I hold Hua's hand in the car as we are driven to the School. Neither of us say anything, not then, not as we climb into our beds, not on Saturday morning as we prepare for our outing and I have a surprise now for Martin. There's somewhere I want to take him, I was handed the pamphlet last night as we climbed out of the car outside the school and this is something I want to go to.

* * *

"Come with us, Martin," I say, excitedly, and yes, I'm so excited I'm bouncing up and down like a little girl and Hua is laughing at me. "We're not going to watch a movie today."

"Where are we going?" he asks, because I've already dragged him over to a rickshaw and give the rickshaw coolie the destination as I climbed in.

"North Szechwan Road," I say, holding his hand as Hua squeezes in on the other side of him. "We're going to a speech by Jiang Qing, she's talking about Ibsen's "Nora" and how it relates to the position of Chinese women in China today."

"Sounds absolutely scintillating," Martin replies, smiling. I know he's laughing at me. I don't care. "Who's Jiang Qing?"

"She's in the news all the time," I say. "She's a movie actress and she plays Nora in the play.

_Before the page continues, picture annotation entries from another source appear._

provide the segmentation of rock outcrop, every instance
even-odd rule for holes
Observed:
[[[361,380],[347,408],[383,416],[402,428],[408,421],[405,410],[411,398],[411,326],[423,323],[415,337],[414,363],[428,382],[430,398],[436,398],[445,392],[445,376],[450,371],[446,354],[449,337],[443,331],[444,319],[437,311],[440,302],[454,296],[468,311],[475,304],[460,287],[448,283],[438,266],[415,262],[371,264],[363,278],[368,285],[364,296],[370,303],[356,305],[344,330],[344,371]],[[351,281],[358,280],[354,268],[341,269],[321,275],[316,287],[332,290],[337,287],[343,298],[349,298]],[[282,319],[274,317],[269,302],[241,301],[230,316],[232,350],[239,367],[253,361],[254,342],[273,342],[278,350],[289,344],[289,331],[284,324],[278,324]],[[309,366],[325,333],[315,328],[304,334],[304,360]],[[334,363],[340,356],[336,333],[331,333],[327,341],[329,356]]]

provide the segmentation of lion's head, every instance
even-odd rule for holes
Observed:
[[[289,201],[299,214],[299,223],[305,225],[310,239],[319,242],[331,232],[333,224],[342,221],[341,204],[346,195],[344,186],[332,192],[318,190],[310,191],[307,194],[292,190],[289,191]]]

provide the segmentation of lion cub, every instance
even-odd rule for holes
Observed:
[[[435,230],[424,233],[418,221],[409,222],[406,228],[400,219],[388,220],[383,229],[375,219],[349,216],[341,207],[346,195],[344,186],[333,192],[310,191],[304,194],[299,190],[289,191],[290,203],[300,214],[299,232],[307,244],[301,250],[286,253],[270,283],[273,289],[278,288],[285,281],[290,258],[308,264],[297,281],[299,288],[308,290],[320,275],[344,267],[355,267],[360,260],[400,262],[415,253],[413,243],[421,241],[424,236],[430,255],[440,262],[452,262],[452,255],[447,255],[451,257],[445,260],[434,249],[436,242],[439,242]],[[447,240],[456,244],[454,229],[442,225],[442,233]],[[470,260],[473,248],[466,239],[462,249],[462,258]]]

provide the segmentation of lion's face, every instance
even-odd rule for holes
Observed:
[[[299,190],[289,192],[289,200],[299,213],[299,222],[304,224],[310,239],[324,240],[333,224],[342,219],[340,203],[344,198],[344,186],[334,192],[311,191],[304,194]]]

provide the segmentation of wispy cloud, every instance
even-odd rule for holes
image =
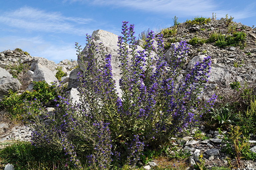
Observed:
[[[14,27],[28,31],[79,35],[84,35],[91,31],[83,29],[82,26],[93,21],[91,19],[67,17],[59,13],[47,12],[28,7],[0,15],[0,22]]]
[[[217,7],[212,1],[206,0],[65,0],[65,2],[81,2],[98,5],[108,5],[112,6],[128,7],[146,11],[179,13],[180,16],[198,15],[212,11]],[[113,5],[114,6],[113,6]]]
[[[109,5],[112,8],[122,7],[129,10],[143,10],[145,12],[160,13],[165,15],[177,15],[179,17],[194,16],[199,14],[204,16],[211,16],[212,12],[225,17],[229,14],[242,19],[255,16],[255,3],[250,4],[245,9],[239,8],[227,10],[226,3],[213,0],[64,0],[63,2],[71,3],[77,2],[95,5]],[[232,8],[232,4],[229,5]],[[233,6],[237,5],[235,4]],[[239,7],[241,7],[239,6]],[[172,17],[173,17],[172,16]]]
[[[23,37],[16,36],[0,38],[0,51],[16,48],[55,63],[64,59],[77,60],[74,43],[58,43],[45,41],[40,36]]]

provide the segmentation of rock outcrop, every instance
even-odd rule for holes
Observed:
[[[0,99],[8,94],[9,90],[16,92],[21,86],[18,79],[13,77],[5,69],[0,68]]]

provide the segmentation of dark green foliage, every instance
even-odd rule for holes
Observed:
[[[218,128],[227,130],[230,125],[235,124],[239,120],[238,115],[229,108],[228,104],[219,108],[212,108],[204,118],[206,125],[215,130]]]
[[[60,81],[61,81],[61,77],[66,76],[67,74],[62,71],[62,68],[61,67],[58,66],[55,69],[58,71],[56,73],[56,75],[55,75],[55,77],[57,78],[58,80]]]
[[[41,167],[45,168],[44,169],[50,169],[54,165],[68,169],[65,167],[68,157],[63,156],[63,151],[55,149],[36,148],[29,142],[17,142],[0,150],[0,157],[2,164],[12,164],[15,169],[28,169],[40,163]]]
[[[224,36],[220,33],[213,33],[210,35],[208,40],[209,43],[214,42],[214,45],[223,48],[226,46],[236,46],[240,45],[245,40],[246,34],[243,32],[239,31],[233,33],[232,35]]]
[[[20,95],[10,92],[1,102],[0,108],[7,111],[12,118],[21,120],[28,102],[31,102],[29,104],[34,106],[35,111],[38,113],[36,109],[38,104],[35,103],[36,101],[39,102],[39,100],[40,102],[45,104],[56,97],[55,85],[50,86],[45,81],[33,82],[33,83],[34,90],[32,92],[25,91]]]

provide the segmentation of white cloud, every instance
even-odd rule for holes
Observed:
[[[31,56],[47,58],[55,63],[65,59],[77,60],[74,43],[54,43],[45,41],[38,36],[0,38],[0,51],[8,49],[13,50],[16,48],[27,51]]]
[[[246,18],[256,15],[255,9],[256,3],[247,2],[248,4],[245,9],[233,8],[235,6],[233,2],[227,4],[222,1],[213,0],[64,0],[64,2],[71,3],[79,2],[90,3],[96,6],[108,5],[112,8],[122,7],[129,10],[143,10],[147,12],[154,12],[164,15],[178,15],[180,17],[196,16],[199,14],[205,17],[211,16],[212,12],[216,13],[221,17],[225,17],[228,13],[238,19]],[[243,2],[242,2],[243,3]],[[245,2],[246,3],[246,2]]]
[[[93,22],[90,19],[67,17],[57,12],[47,12],[25,7],[13,12],[2,13],[0,22],[28,31],[65,33],[84,35],[88,30],[79,28]]]

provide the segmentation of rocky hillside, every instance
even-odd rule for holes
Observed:
[[[253,29],[240,23],[233,22],[231,19],[216,20],[201,18],[200,22],[194,20],[188,21],[161,31],[164,37],[165,56],[167,63],[172,56],[170,47],[172,43],[177,46],[179,44],[178,42],[186,41],[190,44],[187,62],[182,68],[178,78],[184,80],[184,77],[196,62],[201,61],[204,57],[210,56],[212,60],[212,69],[208,81],[204,84],[206,88],[200,96],[202,100],[208,100],[215,90],[229,87],[231,83],[237,82],[241,85],[244,85],[245,82],[255,82],[256,79],[256,28]],[[111,55],[111,65],[114,79],[116,82],[118,82],[120,78],[118,66],[120,63],[116,46],[118,36],[99,30],[94,31],[92,37],[94,38],[94,45],[98,45],[102,42],[106,52]],[[138,41],[138,50],[143,50],[143,40]],[[87,50],[86,47],[84,50]],[[152,52],[151,55],[154,62],[157,57],[154,52]],[[84,56],[85,59],[86,57]],[[7,94],[10,89],[13,91],[21,92],[25,90],[32,89],[32,81],[45,81],[50,84],[51,82],[57,81],[55,76],[57,72],[56,69],[59,69],[61,68],[66,74],[61,78],[62,83],[68,84],[68,89],[71,90],[70,93],[73,99],[73,102],[77,101],[79,96],[76,88],[79,69],[75,68],[78,67],[77,65],[77,61],[68,60],[56,64],[44,58],[31,57],[18,50],[3,51],[0,53],[0,98]],[[167,67],[168,66],[167,64]],[[16,74],[18,71],[19,74]],[[13,76],[15,75],[17,76]],[[120,92],[119,85],[116,85],[118,91]],[[253,87],[255,94],[256,87]],[[51,110],[53,111],[54,109],[51,108]],[[0,130],[6,132],[8,125],[4,124],[1,124]],[[181,134],[178,137],[180,139],[172,138],[173,145],[178,145],[178,143],[184,143],[182,149],[187,150],[191,155],[189,159],[190,164],[195,164],[195,161],[198,162],[199,156],[203,153],[202,156],[206,159],[205,164],[208,167],[227,166],[228,162],[225,159],[228,155],[221,150],[227,146],[224,143],[223,139],[227,132],[209,131],[202,124],[197,125],[199,127],[192,127],[190,130],[188,129],[186,132],[183,131],[182,134]],[[14,127],[9,130],[9,133],[2,136],[0,141],[29,139],[31,129],[24,127]],[[202,132],[200,134],[207,139],[196,137],[197,134],[199,135],[198,130]],[[256,136],[252,135],[250,139],[249,142],[251,150],[255,153]],[[235,162],[234,160],[232,161]],[[240,169],[237,169],[256,168],[255,162],[251,160],[243,161],[241,165]]]
[[[176,29],[174,35],[165,38],[166,43],[173,39],[192,42],[197,38],[198,43],[190,47],[189,58],[204,54],[211,57],[214,64],[220,64],[229,68],[232,72],[242,78],[255,79],[256,71],[256,28],[235,22],[227,25],[227,19],[216,20],[211,19],[209,23],[202,25],[184,23],[168,28],[169,30]],[[218,47],[214,42],[205,43],[211,35],[220,34],[226,37],[232,36],[232,33],[241,32],[246,34],[245,40],[240,46]],[[203,43],[200,43],[201,40]]]

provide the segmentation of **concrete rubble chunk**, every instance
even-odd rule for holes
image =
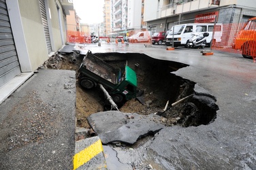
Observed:
[[[133,144],[164,127],[161,124],[162,118],[154,114],[139,115],[108,111],[92,114],[87,119],[103,144],[115,141]]]

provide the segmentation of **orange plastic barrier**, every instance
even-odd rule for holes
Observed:
[[[241,54],[256,60],[256,18],[246,23],[223,24],[222,27],[221,34],[214,35],[214,39],[221,40],[212,41],[212,50]]]

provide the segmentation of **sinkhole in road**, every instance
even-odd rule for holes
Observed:
[[[172,103],[193,94],[193,97],[161,114],[162,123],[166,126],[179,124],[187,127],[206,125],[216,118],[219,107],[215,104],[215,97],[207,92],[202,92],[204,90],[195,90],[195,87],[198,87],[195,82],[172,73],[189,67],[188,65],[156,59],[140,53],[107,52],[93,54],[115,68],[127,65],[137,74],[138,87],[144,92],[144,105],[133,99],[119,105],[121,112],[142,115],[163,112],[167,101],[170,106]],[[76,56],[77,67],[80,65],[84,56],[82,54]],[[106,100],[99,88],[84,90],[78,82],[77,123],[78,126],[89,127],[86,117],[106,110],[106,107],[103,107]]]

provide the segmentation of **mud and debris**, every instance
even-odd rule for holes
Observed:
[[[141,115],[161,112],[163,112],[167,101],[170,106],[179,99],[193,95],[191,99],[169,109],[161,115],[164,118],[162,124],[165,126],[199,126],[208,124],[215,119],[216,111],[219,109],[215,104],[215,98],[207,93],[195,92],[195,82],[172,73],[187,67],[187,65],[157,60],[139,53],[111,52],[94,54],[115,68],[120,68],[127,64],[136,72],[138,87],[144,90],[144,105],[138,99],[133,99],[121,105],[121,112]],[[78,75],[78,70],[84,56],[84,55],[78,53],[62,53],[61,55],[52,56],[53,58],[50,58],[44,66],[45,69],[74,70]],[[87,118],[92,114],[108,109],[103,95],[99,87],[93,90],[84,90],[79,84],[78,80],[76,80],[78,126],[91,128]]]

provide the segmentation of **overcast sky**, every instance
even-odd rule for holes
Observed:
[[[103,0],[74,0],[74,7],[81,23],[93,24],[103,22]]]

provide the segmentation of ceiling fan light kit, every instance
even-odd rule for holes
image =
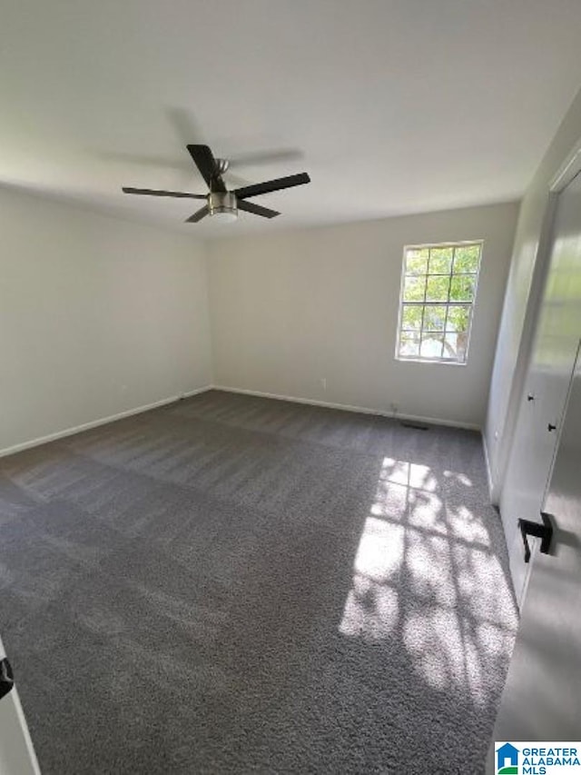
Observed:
[[[231,191],[211,191],[208,194],[208,214],[218,216],[224,224],[236,221],[238,206],[236,194]]]
[[[188,145],[188,151],[210,189],[207,194],[188,194],[183,191],[162,191],[153,188],[133,188],[130,186],[123,186],[123,193],[145,196],[170,196],[178,199],[205,199],[204,206],[191,215],[186,220],[186,224],[197,224],[206,215],[212,215],[221,221],[231,222],[238,218],[239,210],[251,213],[254,215],[261,215],[262,218],[275,218],[281,214],[276,210],[269,210],[268,207],[262,207],[261,204],[254,204],[251,202],[246,202],[246,200],[251,196],[269,194],[271,191],[281,191],[283,188],[291,188],[295,185],[310,183],[310,178],[307,173],[299,173],[299,174],[287,175],[276,180],[228,191],[222,177],[228,170],[228,160],[214,158],[207,145]]]

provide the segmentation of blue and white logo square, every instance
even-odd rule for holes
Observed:
[[[581,775],[581,742],[495,742],[496,775]]]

She's been in some other movies too."

"Yes," Hua says. "I loved her character in "Blood on Wolf Mountain," she's so good and the way she played Yu Yueying in "Goddess of Freedom," that was so inspiring."

"Oh, Chinese movies," Martin says, as if they were nothing, and he smiles down at me.

"We'll take you to one," I say. "You'll see. Some of them are really good." Hua giggles.

"If you take me, I'll come, Martin says, looking down at me, smiling, squeezing my hand and I know he will and I love him so much and I rest my head against his shoulder as our fingers move, intertwining, caressing, and I love him so.

* * *

"Who's the foreigner?" one of the girls at the door to the teahouse asks as we go to walk in.

"He's a friend," Hua says. "We asked him to come with us. He won't understand though, he doesn't speak Chinese."

"One of them? Oh alright, but you two, you shouldn't associate with foreign men. That only leads to one thing. Please be careful, sisters."

"Yes, we well." Hua gives me a barbed look and I shrug. She hasn't told me yet, but I know and her look annoys me a little. Martin is oblivious, looking around, fascinated. The teahouse holds an eclectic collection of men and women. Modeng girls in their western-style dresses and bobbed hair. Older women in qipaos. Students such as myself and Hua. Men in suits, some younger men. Students perhaps? A few workers in ragged trousers and shirts.

And one European. Martin. Oblivious to the glances coming his way.

A girl stands up at the front. "Welcome," she says. "Before Miss Qing gives her talk..."

"What was all that about?" Martin asks, three hours later, as we are leaving and I've been totally enthralled by Jiang Qing's speech and all the questions and answers that followed.

"Have you read Ibsen?" I ask. "She talked about his play, "A Doll's House", and how Nora is a model for modern Chinese women, the way she gives up being her husband's Doll to make her way in the world. Jiang Qing plays the part of Nora and she talked about her as an example for modern Chinese women."